Titanium and Porcelain:
A typical implant consists of a titanium screw (looks like a tooth root) with a roughened or smooth surface. The majority of dental implants are made out of commercially pure titanium, which is available in four grades depending upon the amount of carbon, nitrogen, oxygen, and iron contained. Titanium is a biocompatible material that is accepted by the body and serves as a strong and sturdy foundation for replacement teeth. Your natural bone locks the implant into place by fusing (osteointegration), or attaching itself to the implant becomes a strong and sturdy foundation for replacement teeth.
Zirconium implants:
Zirconium is a material that can integrate with bone equally as well as titanium and its use eliminates patient concerns about metal allergies or sensitivities. Potential advantages of choosing zirconium include zero risk of corrosion and its use eliminates the possibility of metal showing through the gums or becoming exposed due to gum or bone recession. Zirconium Implant is also thermally non-conductive but it is debatable if a person could actually feel thermal conductivity from a titanium implant. Zirconium has been in use for a relatively short period so its potential for longevity is not yet proven and less is known about the way it is osseointegrated.

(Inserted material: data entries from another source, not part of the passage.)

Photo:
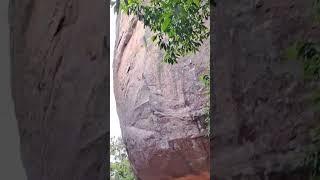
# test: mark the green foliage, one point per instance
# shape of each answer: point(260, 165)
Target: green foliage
point(178, 25)
point(120, 165)
point(309, 53)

Zirconium implants are made as one piece incorporating the post and the abutment which leaves very little room for error. Healing can be more complicated because the implant cannot be buried underneath the gum tissue and any movement could impede fusing with the bone. The implant must be surgically placed at the correct location and angle, and bone volume is critical. Often where bone volume is less than optimal, it is possible to place a titanium implant and a bone graft at the same time, a procedure that would be riskier with a zirconium implant. Zirconium implants, particularly smaller diameter implants, may not be the best choice for patients with heavy function as they have been known to fracture.
The most popular implant components are made of titanium or a titanium alloy, and there are now many people worldwide who have had their titanium implants for many years. That said, some people do have sensitivities or metal allergies and do not wish to take any chances with their implant treatment. For patients in this position, zirconium can be a good option when used in the right clinical situation.